Eissa Tarek, Huber Marinus, Obermayer-Pietsch Barbara, Linkohr Birgit, Peters Annette, Fleischmann Frank, Žigman Mihaela
Chair of Experimental Physics - Laser Physics, Ludwig-Maximilians-Universität München, Bavaria 85748, Germany.
Laboratory for Attosecond Physics, Max Planck Institute of Quantum Optics, Bavaria 85748, Germany.
PNAS Nexus. 2024 Oct 15;3(10):pgae449. doi: 10.1093/pnasnexus/pgae449. eCollection 2024 Oct.

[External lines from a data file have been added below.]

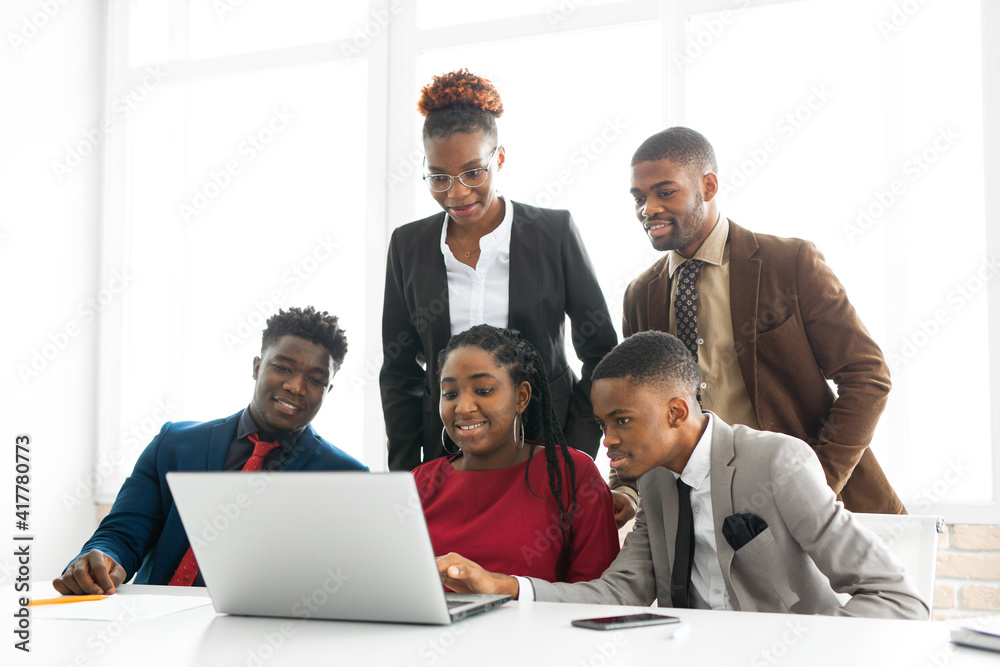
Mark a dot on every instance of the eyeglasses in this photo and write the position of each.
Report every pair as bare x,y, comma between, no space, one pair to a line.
472,178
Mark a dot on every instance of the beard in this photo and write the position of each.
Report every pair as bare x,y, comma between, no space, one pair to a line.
687,228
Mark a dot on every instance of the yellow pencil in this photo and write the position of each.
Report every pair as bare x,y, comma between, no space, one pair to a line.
66,598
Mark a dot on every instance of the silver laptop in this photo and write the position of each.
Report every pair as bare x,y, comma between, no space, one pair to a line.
333,545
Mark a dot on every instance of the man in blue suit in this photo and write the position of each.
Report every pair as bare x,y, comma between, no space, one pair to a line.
301,351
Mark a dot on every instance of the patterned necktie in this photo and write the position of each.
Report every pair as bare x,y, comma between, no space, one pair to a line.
187,571
680,577
686,308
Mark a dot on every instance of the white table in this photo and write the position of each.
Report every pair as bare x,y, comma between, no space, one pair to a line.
516,635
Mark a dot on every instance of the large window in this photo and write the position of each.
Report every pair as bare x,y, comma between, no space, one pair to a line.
863,126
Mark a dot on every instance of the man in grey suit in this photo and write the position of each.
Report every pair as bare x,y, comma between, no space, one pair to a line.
767,531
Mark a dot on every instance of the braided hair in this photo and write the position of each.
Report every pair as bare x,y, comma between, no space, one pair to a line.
460,102
523,363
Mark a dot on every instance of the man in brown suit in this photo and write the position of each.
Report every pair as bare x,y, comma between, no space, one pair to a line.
772,323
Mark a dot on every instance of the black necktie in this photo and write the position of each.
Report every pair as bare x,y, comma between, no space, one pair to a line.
686,308
680,579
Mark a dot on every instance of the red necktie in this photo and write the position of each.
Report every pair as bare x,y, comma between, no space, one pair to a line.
187,571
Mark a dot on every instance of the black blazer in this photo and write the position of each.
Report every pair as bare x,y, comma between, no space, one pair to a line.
550,277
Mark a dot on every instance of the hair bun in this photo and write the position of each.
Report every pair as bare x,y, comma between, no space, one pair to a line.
460,87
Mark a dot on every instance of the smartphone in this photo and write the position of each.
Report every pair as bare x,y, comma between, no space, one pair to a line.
629,621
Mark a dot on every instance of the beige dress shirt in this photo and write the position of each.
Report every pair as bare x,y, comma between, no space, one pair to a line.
722,388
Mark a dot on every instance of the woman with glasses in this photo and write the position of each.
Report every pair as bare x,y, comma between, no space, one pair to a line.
484,260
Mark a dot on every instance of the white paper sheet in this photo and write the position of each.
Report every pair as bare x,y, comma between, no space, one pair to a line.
129,608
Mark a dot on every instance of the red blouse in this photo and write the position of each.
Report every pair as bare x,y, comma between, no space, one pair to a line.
492,518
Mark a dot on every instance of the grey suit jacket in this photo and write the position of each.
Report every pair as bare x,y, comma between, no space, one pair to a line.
810,538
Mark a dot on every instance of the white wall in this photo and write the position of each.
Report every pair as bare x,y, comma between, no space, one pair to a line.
51,59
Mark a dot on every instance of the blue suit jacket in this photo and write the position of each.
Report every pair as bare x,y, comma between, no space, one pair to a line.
143,530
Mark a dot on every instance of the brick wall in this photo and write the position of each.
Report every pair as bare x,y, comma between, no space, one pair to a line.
968,572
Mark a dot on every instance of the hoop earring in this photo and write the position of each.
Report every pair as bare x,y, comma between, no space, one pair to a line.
445,446
519,443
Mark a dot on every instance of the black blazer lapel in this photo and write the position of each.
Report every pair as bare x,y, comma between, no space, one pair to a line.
522,288
431,281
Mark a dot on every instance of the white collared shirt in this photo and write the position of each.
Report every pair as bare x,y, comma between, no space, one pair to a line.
480,295
707,583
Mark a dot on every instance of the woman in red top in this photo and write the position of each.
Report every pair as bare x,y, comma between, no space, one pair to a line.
538,509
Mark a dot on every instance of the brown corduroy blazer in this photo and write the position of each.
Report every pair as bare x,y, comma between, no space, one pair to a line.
794,329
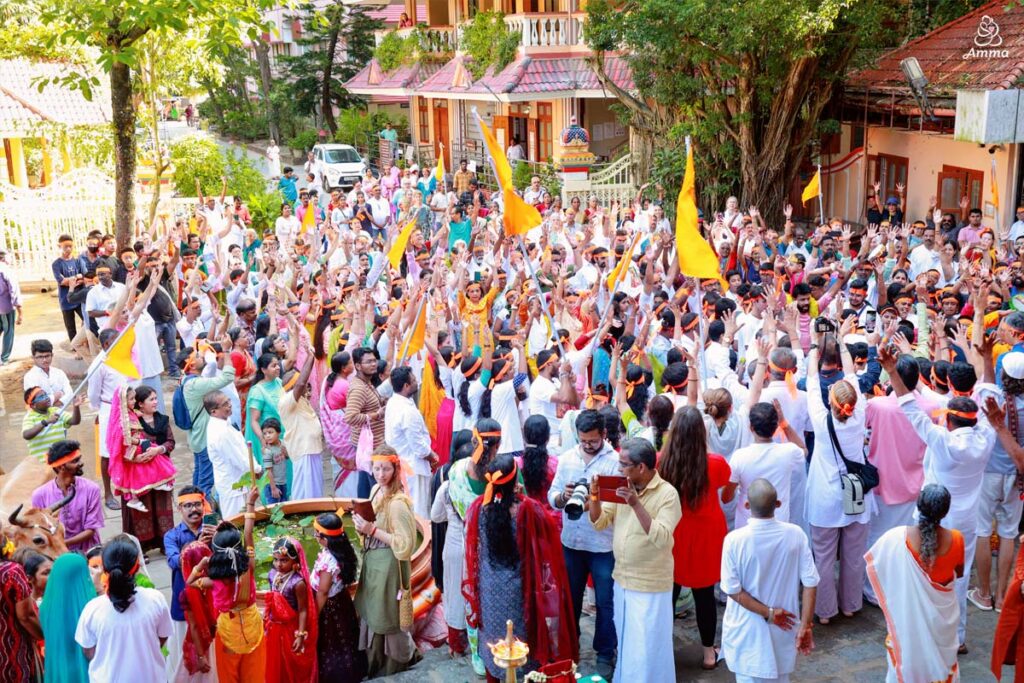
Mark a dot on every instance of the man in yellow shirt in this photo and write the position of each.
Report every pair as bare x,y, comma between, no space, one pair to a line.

Molecular analytics increasingly utilize machine learning (ML) for predictive modeling based on data acquired through molecular profiling technologies. However, developing robust models that accurately capture physiological phenotypes is challenged by the dynamics inherent to biological systems, variability stemming from analytical procedures, and the resource-intensive nature of obtaining sufficiently representative datasets. Here, we propose and evaluate a new method: Contextual Out-of-Distribution Integration (CODI). Based on experimental observations, CODI generates synthetic data that integrate unrepresented sources of variation encountered in real-world applications into a given molecular fingerprint dataset. By augmenting a dataset with out-of-distribution variance, CODI enables an ML model to better generalize to samples beyond the seed training data, reducing the need for extensive experimental data collection. Using three independent longitudinal clinical studies and a case-control study, we demonstrate CODI's application to several classification tasks involving vibrational spectroscopy of human blood. We showcase our approach's ability to enable personalized fingerprinting for multiyear longitudinal molecular monitoring and enhance the robustness of trained ML models for improved disease detection. Our comparative analyses reveal that incorporating CODI into the classification workflow consistently leads to increased robustness against data variability and improved predictive accuracy.
分子分析越来越多地利用机器学习(ML),基于通过分子谱分析技术获取的数据进行预测建模。然而,开发能够准确捕捉生理表型的稳健模型面临着生物系统固有的动态性、分析程序产生的变异性以及获取足够有代表性的数据集所需的资源密集性等挑战。在此,我们提出并评估一种新方法:上下文分布外整合(CODI)。基于实验观察,CODI生成合成数据,将实际应用中遇到的未被表征的变异来源整合到给定的分子指纹数据集中。通过用分布外方差扩充数据集,CODI使ML模型能够更好地推广到种子训练数据之外的样本,减少了对广泛实验数据收集的需求。利用三项独立的纵向临床研究和一项病例对照研究,我们展示了CODI在涉及人体血液振动光谱的多个分类任务中的应用。我们展示了我们的方法能够实现多年纵向分子监测的个性化指纹识别,并增强训练后的ML模型的稳健性以改善疾病检测。我们的比较分析表明,将CODI纳入分类工作流程始终会提高对数据变异性的稳健性并提高预测准确性。